A antropóloga e historiadora María Victoria Uribe Alarcón realiza uma reflexão no início do livro sobre o surgimento de um interesse inusitado na relação entre a arte e a violência na Colômbia. Essa afirmação pode ser difícil de assimilar levando em conta que, neste país, a relação entre arte, violência e memória remete à sua história como nação: as imagens de mártires cristãos desmembrados na época colonial, as pinturas de batalhas contra a Espanha durante o processo de independência e as obras de arte moderna sobre os massacres e assassinatos no século XX são exemplos disso. O que se pode afirmar, porém, é que, atualmente no país, além de numerosos estudos que buscam pensar as relações entre arte e violência, também os artistas colombianos que abordam o conflito possuem na contemporaneidade um amplo acesso a mercados e museus de renome internacional.

Os artistas que estão em foco em Resistencias al Olvido, são aqueles especialmente interessados em temas como as desaparições forçadas, ou a perda de um ente querido devido à violência. Esse é o caso de Aliento, uma série de retratos desenhados por Oscar Muñoz que se tornam visíveis através de um assopro em um espelho; da instalação de vídeo Treno, na qual se veem peças de roupa flutuando em um rio; de A flor de piel de Doris Salcedo, que faz uma homenagem a uma enfermeira torturada; ou o de Sudarios, no qual Érica Diettes mostra uma série de retratos de mulheres que perderam um ser querido.

No primeiro ensaio, Las fragilidades de la memoria. Duelo y resistencia al olvido en el arte colombiano. Muñoz, Salcedo y Echavarría, (As fragilidades da memória. Luto e resistência ao esquecimento na arte colombiana. Muñoz, Salcedo e Echavarría), María del Rosario Acosta López exalta o papel da arte na memória. Ela argumenta que a arte é um primeiro passo para que uma cultura atravesse as portas de sua história e se ressignifique. Ainda que essa tese possa ser pensada através das obras analisadas de Muñoz, Salcedo e Echevarría, ela parece ser demasiado romântica para as complexas dinâmicas do panorama colombiano que deseja abordar, já que, no momento em que entram em contato com o público, as obras e ações artísticas às quais se refere, não geraram manifestação e tampouco se converteram em emblemas de luta.

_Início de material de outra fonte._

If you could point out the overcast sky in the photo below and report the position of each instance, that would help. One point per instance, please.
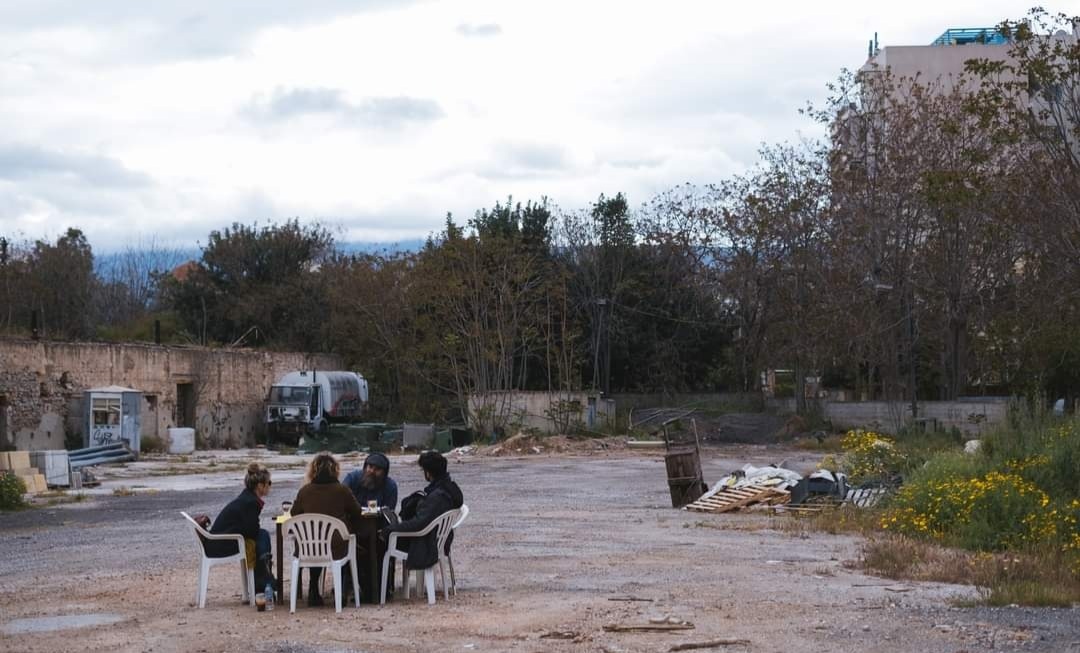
(165, 119)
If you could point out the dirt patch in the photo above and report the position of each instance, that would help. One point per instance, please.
(524, 444)
(744, 427)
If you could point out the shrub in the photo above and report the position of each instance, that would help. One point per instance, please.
(152, 444)
(867, 456)
(11, 492)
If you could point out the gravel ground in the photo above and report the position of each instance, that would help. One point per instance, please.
(550, 542)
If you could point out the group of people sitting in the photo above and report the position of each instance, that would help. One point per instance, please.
(324, 493)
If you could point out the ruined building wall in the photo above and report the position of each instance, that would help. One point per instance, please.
(42, 383)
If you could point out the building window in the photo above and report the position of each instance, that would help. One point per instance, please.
(106, 412)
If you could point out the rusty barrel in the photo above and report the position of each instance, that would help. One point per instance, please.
(684, 476)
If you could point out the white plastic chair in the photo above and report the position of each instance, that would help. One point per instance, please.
(313, 534)
(246, 574)
(462, 514)
(442, 527)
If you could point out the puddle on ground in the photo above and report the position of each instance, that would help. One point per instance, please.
(61, 622)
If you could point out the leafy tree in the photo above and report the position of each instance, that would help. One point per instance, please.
(257, 285)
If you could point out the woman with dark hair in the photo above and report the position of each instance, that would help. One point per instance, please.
(325, 495)
(241, 516)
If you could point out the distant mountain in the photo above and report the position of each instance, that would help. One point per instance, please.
(376, 247)
(113, 262)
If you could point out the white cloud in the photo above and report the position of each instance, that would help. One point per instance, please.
(176, 118)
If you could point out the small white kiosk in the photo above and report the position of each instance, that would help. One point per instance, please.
(111, 415)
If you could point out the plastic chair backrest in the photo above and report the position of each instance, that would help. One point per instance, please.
(314, 535)
(445, 525)
(199, 532)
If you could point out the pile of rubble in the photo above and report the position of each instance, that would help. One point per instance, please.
(779, 489)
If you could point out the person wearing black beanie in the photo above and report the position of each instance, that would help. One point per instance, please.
(373, 483)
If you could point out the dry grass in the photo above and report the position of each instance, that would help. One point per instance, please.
(1036, 577)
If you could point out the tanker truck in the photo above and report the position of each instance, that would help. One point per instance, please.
(309, 400)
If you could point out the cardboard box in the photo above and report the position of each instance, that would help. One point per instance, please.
(54, 465)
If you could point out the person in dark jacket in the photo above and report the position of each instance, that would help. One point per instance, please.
(373, 483)
(241, 516)
(325, 495)
(420, 508)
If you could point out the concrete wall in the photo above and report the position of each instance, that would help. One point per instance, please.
(42, 383)
(942, 64)
(544, 411)
(891, 416)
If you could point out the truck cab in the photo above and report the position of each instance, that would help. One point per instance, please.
(309, 400)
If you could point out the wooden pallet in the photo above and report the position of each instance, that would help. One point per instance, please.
(866, 498)
(733, 499)
(818, 503)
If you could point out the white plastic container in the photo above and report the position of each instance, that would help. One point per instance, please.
(181, 440)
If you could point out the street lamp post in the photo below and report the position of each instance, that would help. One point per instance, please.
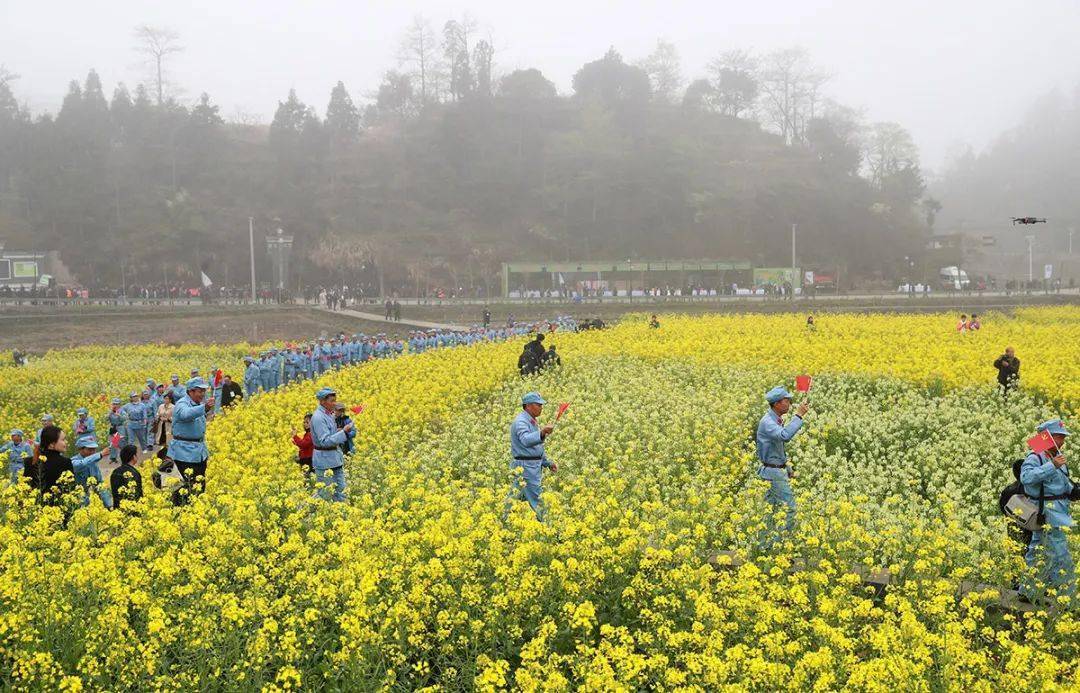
(1030, 265)
(251, 242)
(794, 277)
(278, 247)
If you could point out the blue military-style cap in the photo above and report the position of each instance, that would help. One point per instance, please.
(1054, 426)
(777, 394)
(532, 397)
(86, 442)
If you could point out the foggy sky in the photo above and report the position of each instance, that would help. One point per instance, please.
(949, 70)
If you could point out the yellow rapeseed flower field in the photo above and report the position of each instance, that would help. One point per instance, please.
(418, 582)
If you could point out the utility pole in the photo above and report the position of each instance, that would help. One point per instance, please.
(794, 277)
(1030, 273)
(251, 242)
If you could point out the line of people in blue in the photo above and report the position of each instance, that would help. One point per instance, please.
(138, 422)
(282, 365)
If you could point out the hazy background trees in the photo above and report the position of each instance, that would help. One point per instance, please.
(449, 166)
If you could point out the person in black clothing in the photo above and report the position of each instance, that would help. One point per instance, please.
(45, 474)
(536, 348)
(125, 480)
(341, 419)
(1008, 367)
(53, 476)
(230, 391)
(551, 358)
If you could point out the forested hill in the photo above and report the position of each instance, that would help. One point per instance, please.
(448, 182)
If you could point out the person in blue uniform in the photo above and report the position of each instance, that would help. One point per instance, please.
(770, 438)
(527, 457)
(266, 368)
(18, 451)
(84, 465)
(151, 415)
(188, 447)
(327, 462)
(176, 389)
(1045, 478)
(83, 424)
(46, 420)
(134, 415)
(118, 423)
(251, 377)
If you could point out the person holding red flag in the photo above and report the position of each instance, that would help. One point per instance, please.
(1045, 479)
(770, 438)
(527, 454)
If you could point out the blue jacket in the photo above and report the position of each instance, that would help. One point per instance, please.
(772, 435)
(326, 438)
(1038, 473)
(17, 454)
(86, 467)
(525, 442)
(134, 412)
(189, 421)
(89, 426)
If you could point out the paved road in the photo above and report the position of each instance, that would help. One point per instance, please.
(375, 317)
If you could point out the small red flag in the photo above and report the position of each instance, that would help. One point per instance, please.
(1041, 443)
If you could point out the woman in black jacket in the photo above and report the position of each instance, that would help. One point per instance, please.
(45, 473)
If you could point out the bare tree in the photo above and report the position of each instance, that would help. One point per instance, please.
(419, 50)
(889, 150)
(665, 75)
(458, 52)
(157, 44)
(734, 81)
(791, 91)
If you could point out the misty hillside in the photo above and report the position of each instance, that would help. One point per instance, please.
(451, 176)
(1033, 170)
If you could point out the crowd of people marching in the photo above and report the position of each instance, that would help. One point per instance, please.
(171, 417)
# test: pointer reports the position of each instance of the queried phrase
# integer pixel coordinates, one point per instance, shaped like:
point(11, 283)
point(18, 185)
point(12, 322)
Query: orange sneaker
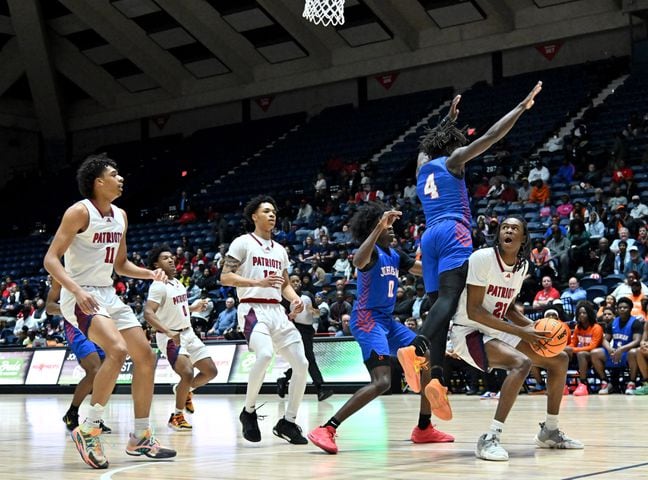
point(412, 365)
point(437, 395)
point(430, 435)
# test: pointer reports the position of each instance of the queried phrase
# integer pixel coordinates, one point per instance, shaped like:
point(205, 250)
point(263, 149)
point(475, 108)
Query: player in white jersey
point(257, 267)
point(490, 331)
point(92, 237)
point(168, 311)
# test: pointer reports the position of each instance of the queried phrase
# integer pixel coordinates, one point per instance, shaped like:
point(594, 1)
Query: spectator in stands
point(342, 265)
point(559, 247)
point(524, 191)
point(622, 173)
point(602, 259)
point(621, 335)
point(541, 260)
point(622, 257)
point(624, 236)
point(565, 208)
point(540, 192)
point(566, 171)
point(639, 210)
point(587, 336)
point(594, 226)
point(637, 263)
point(305, 213)
point(226, 319)
point(539, 172)
point(546, 295)
point(339, 308)
point(617, 199)
point(574, 291)
point(579, 245)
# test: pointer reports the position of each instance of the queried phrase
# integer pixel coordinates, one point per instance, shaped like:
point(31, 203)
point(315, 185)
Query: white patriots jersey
point(502, 285)
point(259, 258)
point(90, 257)
point(173, 311)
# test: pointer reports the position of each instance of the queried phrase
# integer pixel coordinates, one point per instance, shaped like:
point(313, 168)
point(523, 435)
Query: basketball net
point(324, 12)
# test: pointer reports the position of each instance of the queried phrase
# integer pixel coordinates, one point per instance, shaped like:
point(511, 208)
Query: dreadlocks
point(365, 220)
point(443, 139)
point(525, 247)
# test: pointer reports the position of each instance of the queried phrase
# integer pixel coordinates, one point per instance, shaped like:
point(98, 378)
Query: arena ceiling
point(74, 64)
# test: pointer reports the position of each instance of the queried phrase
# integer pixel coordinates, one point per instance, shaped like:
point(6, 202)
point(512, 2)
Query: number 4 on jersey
point(430, 187)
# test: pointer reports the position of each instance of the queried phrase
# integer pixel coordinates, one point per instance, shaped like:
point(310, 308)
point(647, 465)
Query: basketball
point(556, 342)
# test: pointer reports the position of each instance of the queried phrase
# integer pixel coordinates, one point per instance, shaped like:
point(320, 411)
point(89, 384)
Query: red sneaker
point(437, 395)
point(412, 365)
point(430, 435)
point(324, 437)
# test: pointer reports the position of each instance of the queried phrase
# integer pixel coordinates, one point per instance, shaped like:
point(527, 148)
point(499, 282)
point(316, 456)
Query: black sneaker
point(282, 386)
point(104, 428)
point(289, 431)
point(71, 420)
point(251, 430)
point(323, 395)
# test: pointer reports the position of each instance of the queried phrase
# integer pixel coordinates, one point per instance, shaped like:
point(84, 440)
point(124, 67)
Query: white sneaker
point(556, 439)
point(489, 448)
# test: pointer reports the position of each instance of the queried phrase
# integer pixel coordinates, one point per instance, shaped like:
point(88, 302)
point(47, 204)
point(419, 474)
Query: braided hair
point(443, 139)
point(525, 247)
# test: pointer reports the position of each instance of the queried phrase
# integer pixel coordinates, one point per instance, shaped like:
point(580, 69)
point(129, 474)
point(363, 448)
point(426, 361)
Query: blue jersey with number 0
point(443, 196)
point(377, 286)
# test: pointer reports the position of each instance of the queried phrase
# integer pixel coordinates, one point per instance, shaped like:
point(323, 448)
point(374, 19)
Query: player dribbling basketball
point(490, 332)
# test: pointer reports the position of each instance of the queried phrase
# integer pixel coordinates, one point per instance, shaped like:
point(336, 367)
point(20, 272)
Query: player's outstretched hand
point(530, 100)
point(272, 281)
point(454, 111)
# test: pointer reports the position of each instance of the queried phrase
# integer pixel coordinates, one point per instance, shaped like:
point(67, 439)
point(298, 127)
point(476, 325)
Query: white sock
point(551, 423)
point(141, 426)
point(496, 428)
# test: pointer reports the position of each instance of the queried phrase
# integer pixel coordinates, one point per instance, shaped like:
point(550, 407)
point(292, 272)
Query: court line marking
point(612, 470)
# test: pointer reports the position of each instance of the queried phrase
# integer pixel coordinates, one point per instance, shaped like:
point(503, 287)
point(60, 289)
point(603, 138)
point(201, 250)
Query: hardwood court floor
point(374, 443)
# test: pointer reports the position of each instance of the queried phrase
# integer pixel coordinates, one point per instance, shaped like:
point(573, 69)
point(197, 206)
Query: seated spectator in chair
point(639, 210)
point(540, 193)
point(621, 335)
point(641, 355)
point(574, 291)
point(637, 264)
point(624, 289)
point(541, 259)
point(624, 236)
point(546, 295)
point(602, 259)
point(226, 319)
point(587, 336)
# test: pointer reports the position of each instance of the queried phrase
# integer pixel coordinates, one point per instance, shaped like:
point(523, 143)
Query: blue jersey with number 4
point(443, 196)
point(377, 285)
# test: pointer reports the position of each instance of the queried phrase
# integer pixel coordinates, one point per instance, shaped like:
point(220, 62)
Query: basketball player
point(92, 237)
point(168, 311)
point(490, 332)
point(373, 324)
point(87, 354)
point(446, 243)
point(257, 267)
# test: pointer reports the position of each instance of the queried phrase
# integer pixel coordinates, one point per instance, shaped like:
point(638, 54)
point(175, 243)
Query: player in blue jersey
point(373, 324)
point(88, 354)
point(446, 243)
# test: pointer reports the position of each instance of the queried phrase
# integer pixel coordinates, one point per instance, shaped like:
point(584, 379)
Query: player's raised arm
point(462, 155)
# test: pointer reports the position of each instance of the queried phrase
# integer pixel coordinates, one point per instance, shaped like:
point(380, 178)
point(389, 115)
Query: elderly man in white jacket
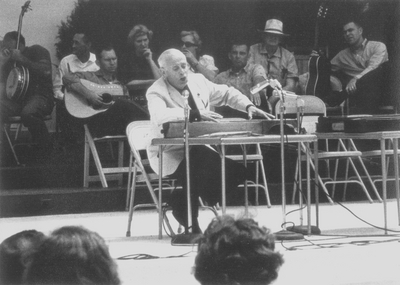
point(166, 103)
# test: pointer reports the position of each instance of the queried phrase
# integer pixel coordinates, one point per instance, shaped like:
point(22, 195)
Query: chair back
point(313, 108)
point(139, 134)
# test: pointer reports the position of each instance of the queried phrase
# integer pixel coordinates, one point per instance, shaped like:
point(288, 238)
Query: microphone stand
point(284, 234)
point(187, 237)
point(301, 229)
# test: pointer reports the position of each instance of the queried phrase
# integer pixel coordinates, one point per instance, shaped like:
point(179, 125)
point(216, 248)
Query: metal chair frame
point(104, 173)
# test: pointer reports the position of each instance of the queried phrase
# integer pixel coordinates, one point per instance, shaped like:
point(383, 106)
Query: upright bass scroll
point(18, 78)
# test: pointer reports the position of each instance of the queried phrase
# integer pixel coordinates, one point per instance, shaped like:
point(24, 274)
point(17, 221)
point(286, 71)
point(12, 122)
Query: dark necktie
point(191, 102)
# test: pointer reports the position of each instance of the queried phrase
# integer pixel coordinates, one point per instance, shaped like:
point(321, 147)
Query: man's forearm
point(209, 74)
point(154, 69)
point(42, 66)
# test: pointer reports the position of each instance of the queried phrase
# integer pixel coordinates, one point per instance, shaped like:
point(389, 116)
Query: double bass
point(18, 78)
point(318, 82)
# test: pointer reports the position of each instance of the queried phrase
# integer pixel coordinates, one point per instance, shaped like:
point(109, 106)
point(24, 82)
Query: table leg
point(308, 189)
point(316, 183)
point(160, 211)
point(396, 174)
point(223, 186)
point(246, 193)
point(384, 181)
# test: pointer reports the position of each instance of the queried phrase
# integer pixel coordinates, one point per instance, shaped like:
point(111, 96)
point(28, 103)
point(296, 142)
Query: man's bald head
point(169, 56)
point(174, 68)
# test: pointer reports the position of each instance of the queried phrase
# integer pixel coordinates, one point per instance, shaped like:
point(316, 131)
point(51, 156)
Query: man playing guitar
point(110, 118)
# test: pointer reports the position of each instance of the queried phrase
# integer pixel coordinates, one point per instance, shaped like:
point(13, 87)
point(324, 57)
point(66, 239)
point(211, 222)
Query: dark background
point(217, 21)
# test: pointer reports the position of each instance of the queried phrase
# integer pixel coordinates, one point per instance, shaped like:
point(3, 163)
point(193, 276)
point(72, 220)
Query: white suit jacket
point(166, 104)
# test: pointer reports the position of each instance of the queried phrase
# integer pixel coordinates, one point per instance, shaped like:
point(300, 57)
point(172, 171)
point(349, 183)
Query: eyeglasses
point(189, 44)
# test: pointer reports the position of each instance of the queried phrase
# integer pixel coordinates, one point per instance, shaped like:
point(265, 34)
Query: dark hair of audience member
point(72, 255)
point(236, 252)
point(14, 255)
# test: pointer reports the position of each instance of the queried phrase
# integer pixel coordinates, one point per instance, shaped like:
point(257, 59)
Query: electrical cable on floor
point(338, 244)
point(145, 256)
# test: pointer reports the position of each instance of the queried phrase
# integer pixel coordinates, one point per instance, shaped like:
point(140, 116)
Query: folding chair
point(313, 108)
point(15, 123)
point(257, 159)
point(376, 154)
point(139, 136)
point(104, 173)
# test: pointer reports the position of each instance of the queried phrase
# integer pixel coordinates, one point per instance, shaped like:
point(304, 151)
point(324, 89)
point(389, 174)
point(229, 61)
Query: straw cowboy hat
point(273, 26)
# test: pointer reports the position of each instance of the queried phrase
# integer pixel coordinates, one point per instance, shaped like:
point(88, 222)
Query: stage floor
point(349, 250)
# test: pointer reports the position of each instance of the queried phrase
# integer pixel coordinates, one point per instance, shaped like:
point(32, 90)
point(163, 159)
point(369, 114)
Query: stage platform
point(350, 250)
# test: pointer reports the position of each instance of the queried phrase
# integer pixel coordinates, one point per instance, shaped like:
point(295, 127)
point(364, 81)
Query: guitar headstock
point(322, 11)
point(26, 7)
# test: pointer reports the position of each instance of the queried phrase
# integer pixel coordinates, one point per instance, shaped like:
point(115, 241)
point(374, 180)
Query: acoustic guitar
point(78, 106)
point(318, 82)
point(18, 78)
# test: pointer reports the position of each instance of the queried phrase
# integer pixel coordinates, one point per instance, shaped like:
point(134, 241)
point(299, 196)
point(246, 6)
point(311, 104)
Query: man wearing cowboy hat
point(278, 62)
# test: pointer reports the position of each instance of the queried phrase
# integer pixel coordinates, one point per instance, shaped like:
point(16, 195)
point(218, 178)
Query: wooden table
point(224, 141)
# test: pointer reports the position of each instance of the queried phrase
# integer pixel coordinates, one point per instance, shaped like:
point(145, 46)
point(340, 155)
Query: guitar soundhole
point(106, 98)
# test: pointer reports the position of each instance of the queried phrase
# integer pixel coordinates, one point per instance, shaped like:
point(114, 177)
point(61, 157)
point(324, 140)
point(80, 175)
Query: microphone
point(300, 104)
point(185, 94)
point(260, 86)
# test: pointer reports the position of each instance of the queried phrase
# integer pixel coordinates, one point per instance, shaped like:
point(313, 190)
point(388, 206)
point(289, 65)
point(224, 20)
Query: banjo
point(18, 78)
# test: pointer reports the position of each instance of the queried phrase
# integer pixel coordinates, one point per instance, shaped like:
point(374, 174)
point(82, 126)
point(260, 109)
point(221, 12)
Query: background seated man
point(167, 104)
point(278, 62)
point(114, 120)
point(80, 60)
point(242, 75)
point(362, 68)
point(192, 48)
point(236, 252)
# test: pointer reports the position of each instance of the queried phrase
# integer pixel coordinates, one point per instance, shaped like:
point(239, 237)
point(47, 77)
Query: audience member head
point(192, 42)
point(14, 255)
point(72, 255)
point(236, 252)
point(106, 58)
point(81, 45)
point(353, 31)
point(10, 41)
point(139, 38)
point(273, 33)
point(238, 54)
point(174, 68)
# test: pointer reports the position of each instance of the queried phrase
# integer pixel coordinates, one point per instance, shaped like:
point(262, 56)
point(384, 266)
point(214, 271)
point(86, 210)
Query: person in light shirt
point(167, 104)
point(361, 67)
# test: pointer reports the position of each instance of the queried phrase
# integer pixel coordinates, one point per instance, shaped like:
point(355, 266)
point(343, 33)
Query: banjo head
point(17, 83)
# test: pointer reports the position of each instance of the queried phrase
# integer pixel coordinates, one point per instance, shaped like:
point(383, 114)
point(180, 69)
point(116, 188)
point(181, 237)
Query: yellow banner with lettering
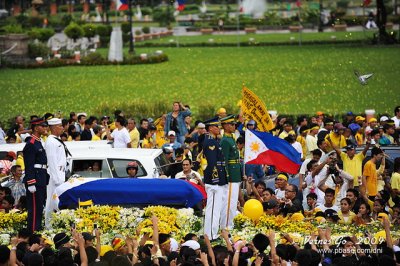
point(254, 108)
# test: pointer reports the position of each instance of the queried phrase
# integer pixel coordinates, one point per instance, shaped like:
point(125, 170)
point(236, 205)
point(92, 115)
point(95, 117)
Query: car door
point(118, 168)
point(91, 168)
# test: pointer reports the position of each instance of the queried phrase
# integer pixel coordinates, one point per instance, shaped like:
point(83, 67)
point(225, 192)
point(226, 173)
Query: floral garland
point(111, 220)
point(300, 231)
point(11, 223)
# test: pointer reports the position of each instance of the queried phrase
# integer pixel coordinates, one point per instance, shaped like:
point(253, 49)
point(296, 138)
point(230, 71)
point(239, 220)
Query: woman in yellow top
point(148, 142)
point(363, 215)
point(345, 215)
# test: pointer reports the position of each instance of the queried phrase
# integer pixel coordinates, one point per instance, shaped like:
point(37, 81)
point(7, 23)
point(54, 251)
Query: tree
point(381, 19)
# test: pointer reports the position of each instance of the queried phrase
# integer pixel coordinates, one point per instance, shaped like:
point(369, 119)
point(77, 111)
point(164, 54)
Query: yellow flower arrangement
point(12, 222)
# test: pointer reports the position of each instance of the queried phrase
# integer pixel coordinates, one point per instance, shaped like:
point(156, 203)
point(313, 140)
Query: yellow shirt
point(135, 136)
point(20, 162)
point(353, 166)
point(395, 181)
point(300, 139)
point(348, 220)
point(338, 140)
point(371, 177)
point(359, 138)
point(95, 138)
point(160, 137)
point(146, 144)
point(283, 135)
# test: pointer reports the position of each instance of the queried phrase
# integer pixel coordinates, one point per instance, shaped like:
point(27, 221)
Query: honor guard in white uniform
point(56, 152)
point(215, 180)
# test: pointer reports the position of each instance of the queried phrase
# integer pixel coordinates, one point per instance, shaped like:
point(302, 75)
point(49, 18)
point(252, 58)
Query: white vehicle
point(71, 145)
point(111, 163)
point(99, 159)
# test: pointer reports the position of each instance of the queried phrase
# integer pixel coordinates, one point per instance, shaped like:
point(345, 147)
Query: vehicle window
point(118, 168)
point(162, 164)
point(91, 168)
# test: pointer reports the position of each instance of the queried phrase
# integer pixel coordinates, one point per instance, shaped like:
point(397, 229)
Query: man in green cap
point(232, 162)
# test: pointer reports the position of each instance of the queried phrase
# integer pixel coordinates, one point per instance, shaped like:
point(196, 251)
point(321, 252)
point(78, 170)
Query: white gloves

Um caso contrário à exaltação que faz Acosta López das obras de sua análise é o ensaio Entre “memoria historica” y “arte”: La guerra que no hemos visto y el anonimato de los excombatientes (Entre “memória histórica” e “arte”: a guerra que não vimos e o anonimato dos ex combatentes), escrito por María Juliana Rojas Berrío, que insiste no silêncio da mostra La guerra que no hemos visto, proposta pelo artista Juan Manuel Echevarría. A autora afirma que a obra falha nos seus objetivos de “seguir as fibras do tecido emaranhado da violência que asfixia o país” (218), já que não ajuda a confrontar nem a assumir a dor do outro. A escritora explica que seu maior erro é não explicar mais detalhadamente sobre as pinturas da mostra e apenas apresentá-las como resultado das oficinas realizadas durante quase dois anos com ex-combatentes. É importante confrontar essa crítica e perguntar o que compõe uma exposição. pois durante seu funcionamento, foram empreendidas numerosas atividades pedagógicas, nas quais o público participava ativamente e onde se convidava à contextualização conjunta das obras. Nessas atividades chegaram a participar alguns dos ex-combatentes que realizaram as pinturas, o público em geral e alguns especialistas.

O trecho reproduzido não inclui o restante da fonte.